Paper accepted at ACM TOMM: Counterfeiting Attacks on a RDH-EI scheme based on block-permutation and Co-XOR

Authors: Fan Chen (Southwest Jiaotong University, China),  Lingfeng Qu (Guangzhou University, China), Hadi Amirpour (Alpen-Adria-Universität Klagenfurt), Christian Timmerer (Alpen-Adria-Universität Klagenfurt), and Hongjie He (Southwest Jiaotong University, China)

Journal: ACM Transactions on Multimedia Computing Communications and Applications (ACM TOMM)
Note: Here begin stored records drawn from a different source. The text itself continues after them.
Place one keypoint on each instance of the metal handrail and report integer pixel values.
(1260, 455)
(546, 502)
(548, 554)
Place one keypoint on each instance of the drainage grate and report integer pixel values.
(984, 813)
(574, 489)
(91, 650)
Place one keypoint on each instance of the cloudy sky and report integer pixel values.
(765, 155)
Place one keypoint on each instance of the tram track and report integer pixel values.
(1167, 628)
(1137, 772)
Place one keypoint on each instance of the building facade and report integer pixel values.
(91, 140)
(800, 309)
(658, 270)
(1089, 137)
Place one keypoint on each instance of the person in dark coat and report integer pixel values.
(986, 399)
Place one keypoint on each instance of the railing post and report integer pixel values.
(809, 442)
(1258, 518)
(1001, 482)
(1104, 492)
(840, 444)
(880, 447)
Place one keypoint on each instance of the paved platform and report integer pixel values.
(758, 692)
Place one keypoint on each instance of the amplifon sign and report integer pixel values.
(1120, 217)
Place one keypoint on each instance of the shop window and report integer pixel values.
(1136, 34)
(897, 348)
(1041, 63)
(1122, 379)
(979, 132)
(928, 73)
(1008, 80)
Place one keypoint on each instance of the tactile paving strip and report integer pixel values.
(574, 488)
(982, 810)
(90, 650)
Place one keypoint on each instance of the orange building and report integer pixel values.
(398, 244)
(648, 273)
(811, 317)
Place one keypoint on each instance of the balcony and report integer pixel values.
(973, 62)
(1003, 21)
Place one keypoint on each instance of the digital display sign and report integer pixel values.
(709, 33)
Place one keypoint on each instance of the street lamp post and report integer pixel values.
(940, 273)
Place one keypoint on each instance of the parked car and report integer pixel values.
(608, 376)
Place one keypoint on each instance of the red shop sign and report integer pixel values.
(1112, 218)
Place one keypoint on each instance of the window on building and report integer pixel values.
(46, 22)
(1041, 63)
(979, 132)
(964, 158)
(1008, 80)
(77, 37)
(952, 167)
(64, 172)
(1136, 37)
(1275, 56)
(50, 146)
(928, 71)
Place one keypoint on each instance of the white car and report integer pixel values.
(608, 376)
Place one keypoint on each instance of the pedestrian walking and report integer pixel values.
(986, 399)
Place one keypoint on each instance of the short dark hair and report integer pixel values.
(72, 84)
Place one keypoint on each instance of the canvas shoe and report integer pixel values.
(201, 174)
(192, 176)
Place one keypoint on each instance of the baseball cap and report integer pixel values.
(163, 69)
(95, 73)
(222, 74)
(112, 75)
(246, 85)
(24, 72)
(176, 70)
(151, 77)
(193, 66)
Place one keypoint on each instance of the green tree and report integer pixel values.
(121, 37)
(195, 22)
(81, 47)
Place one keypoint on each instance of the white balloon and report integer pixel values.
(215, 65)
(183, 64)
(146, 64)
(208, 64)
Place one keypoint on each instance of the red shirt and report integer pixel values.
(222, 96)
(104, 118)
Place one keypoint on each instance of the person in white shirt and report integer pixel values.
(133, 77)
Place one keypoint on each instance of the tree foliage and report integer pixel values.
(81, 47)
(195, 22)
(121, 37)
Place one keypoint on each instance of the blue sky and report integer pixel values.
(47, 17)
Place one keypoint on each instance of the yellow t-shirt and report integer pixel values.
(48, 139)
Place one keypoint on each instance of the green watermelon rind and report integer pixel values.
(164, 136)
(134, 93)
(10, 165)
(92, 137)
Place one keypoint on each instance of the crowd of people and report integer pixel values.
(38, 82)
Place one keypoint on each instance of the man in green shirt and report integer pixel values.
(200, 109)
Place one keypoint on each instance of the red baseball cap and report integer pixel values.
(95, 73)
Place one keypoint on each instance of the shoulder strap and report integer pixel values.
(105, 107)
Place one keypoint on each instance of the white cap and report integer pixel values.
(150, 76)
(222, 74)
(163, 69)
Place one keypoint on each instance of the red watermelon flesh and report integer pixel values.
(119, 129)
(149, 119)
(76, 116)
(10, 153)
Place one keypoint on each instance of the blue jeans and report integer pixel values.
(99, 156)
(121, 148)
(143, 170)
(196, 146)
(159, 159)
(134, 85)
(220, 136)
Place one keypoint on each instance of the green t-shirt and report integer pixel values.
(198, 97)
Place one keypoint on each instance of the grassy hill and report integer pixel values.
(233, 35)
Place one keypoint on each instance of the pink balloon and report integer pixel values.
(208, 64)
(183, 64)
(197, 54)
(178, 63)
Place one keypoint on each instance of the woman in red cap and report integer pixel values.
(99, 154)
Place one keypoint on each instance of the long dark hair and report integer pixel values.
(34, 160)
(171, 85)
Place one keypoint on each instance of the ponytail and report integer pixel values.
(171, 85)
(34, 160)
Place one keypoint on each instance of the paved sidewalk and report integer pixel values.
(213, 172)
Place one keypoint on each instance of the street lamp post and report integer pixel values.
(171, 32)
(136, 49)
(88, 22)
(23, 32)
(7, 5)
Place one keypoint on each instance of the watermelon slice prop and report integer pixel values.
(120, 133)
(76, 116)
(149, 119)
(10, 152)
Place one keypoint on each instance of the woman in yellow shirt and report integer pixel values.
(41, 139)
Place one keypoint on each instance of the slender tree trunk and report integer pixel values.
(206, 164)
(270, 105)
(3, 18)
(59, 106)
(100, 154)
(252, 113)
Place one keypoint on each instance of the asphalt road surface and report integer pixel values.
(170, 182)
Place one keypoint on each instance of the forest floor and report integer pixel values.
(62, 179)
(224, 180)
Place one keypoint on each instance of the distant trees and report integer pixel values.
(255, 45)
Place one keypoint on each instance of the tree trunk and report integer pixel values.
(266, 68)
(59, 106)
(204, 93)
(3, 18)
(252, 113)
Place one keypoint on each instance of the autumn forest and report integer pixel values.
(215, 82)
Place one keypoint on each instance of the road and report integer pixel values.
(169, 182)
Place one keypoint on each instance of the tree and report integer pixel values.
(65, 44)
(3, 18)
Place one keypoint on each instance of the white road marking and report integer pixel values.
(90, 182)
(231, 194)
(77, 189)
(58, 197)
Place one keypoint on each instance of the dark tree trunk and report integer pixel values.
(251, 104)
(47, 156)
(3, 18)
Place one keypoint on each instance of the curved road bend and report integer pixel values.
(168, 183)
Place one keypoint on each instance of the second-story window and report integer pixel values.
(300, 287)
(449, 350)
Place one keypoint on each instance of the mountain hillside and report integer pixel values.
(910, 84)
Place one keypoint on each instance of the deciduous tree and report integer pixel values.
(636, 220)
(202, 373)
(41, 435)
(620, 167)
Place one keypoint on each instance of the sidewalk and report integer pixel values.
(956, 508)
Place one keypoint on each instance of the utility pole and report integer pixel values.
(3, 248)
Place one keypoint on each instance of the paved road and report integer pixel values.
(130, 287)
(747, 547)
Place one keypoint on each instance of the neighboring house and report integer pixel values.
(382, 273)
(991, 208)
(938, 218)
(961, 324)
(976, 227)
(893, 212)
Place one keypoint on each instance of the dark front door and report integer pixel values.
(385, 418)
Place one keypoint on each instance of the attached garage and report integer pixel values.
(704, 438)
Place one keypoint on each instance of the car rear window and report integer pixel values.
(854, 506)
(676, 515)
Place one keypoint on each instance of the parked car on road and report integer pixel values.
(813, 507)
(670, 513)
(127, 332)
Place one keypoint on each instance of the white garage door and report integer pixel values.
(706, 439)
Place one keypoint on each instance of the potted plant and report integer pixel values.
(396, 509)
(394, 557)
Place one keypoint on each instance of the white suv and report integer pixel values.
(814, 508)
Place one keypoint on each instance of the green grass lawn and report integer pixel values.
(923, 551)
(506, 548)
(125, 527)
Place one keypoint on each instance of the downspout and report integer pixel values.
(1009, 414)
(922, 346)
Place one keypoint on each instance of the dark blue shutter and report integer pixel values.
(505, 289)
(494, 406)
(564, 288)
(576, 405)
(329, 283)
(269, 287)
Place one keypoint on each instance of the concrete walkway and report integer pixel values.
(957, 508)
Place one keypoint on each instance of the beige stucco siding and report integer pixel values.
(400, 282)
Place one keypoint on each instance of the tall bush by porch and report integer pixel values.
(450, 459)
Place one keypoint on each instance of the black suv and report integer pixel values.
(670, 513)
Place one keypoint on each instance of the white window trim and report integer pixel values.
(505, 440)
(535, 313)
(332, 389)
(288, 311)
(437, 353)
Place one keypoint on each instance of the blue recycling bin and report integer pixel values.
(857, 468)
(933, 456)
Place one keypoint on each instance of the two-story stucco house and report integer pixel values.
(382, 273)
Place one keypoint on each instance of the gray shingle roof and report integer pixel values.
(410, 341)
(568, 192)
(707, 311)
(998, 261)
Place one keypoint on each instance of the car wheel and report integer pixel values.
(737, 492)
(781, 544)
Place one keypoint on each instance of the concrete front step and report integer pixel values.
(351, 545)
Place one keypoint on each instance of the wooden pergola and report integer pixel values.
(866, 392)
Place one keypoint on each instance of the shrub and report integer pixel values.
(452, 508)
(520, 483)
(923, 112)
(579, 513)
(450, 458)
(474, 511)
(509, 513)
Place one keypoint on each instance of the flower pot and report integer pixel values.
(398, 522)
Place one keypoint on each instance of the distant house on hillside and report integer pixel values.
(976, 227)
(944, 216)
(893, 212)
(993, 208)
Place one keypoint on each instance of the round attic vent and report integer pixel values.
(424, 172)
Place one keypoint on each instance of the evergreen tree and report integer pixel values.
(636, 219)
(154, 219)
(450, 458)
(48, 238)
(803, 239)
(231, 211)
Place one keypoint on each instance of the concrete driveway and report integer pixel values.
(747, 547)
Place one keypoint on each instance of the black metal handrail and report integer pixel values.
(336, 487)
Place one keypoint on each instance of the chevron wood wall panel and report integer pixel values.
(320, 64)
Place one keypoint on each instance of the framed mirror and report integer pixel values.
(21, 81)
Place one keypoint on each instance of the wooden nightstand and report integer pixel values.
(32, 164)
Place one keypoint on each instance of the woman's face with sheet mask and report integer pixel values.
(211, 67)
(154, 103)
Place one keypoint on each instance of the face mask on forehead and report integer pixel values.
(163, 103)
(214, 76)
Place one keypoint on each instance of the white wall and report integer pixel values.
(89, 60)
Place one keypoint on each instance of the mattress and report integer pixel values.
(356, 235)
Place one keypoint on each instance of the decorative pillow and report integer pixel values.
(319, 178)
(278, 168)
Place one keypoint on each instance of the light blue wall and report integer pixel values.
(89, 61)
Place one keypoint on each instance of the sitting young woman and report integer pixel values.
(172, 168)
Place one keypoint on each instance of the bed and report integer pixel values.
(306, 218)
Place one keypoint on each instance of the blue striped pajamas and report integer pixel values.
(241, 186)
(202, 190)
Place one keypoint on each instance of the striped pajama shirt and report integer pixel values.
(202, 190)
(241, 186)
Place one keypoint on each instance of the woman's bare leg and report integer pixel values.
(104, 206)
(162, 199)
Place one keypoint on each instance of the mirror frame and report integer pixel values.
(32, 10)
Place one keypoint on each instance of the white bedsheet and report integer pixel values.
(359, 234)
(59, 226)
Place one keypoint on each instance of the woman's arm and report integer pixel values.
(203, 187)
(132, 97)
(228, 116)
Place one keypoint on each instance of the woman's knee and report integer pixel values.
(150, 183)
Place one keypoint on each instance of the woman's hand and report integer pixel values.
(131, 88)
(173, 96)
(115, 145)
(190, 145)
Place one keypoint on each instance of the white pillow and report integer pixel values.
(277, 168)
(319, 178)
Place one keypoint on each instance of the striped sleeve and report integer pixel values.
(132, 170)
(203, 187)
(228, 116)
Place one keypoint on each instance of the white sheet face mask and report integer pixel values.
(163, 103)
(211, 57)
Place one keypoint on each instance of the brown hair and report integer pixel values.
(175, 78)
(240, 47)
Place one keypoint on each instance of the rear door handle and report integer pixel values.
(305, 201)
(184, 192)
Abstract: Reversible data hiding in encrypted images (RDH-EI) has gained widespread attention due to its potential applications in secure cloud storage. However, the security challenges of RDH-EI in cloud storage scenarios remain largely unexplored.} In this paper, we present a counterfeiting attack on RDH-EI schemes that utilize block-permutation and Co-XOR (BPCX) encryption. We demonstrate that ciphertext images generated by BPCX-based RDH-EI are easily tampered with to produce a counterfeit decrypted image with different contents imperceptible to the human eye. This vulnerability is mainly because the block permutation key information of BPCX is susceptible to known-plaintext attacks (KPAs). Taking ciphertext images in telemedicine scenarios as an example, we describe two potential counterfeiting attacks, namely fixed-area and optimal-area attacks. We show that the quality of forged decrypted images depends on the accuracy of the estimated block-permutation key under KPA conditions. To improve the invisibility of counterfeit decrypted images, we analyze the limitations of existing KPA methods against BPCX encryption for 2×2 block sizes and propose a novel diagonal inversion rule specifically designed for image blocks. This rule further enhances the accuracy of the estimated block-permutation key. The experiments show that, compared to existing KPA methods, the accuracy of the estimated block-permutation key in the UCID dataset increases by an average of 11.5%. In the counterfeiting attack experiments on Camera’s encrypted image, we successfully tampered with over 80% of the pixels in the target area under the fixed-region attack. Additionally, we achieved a tampering success rate exceeding 90% in the optimal-region attack.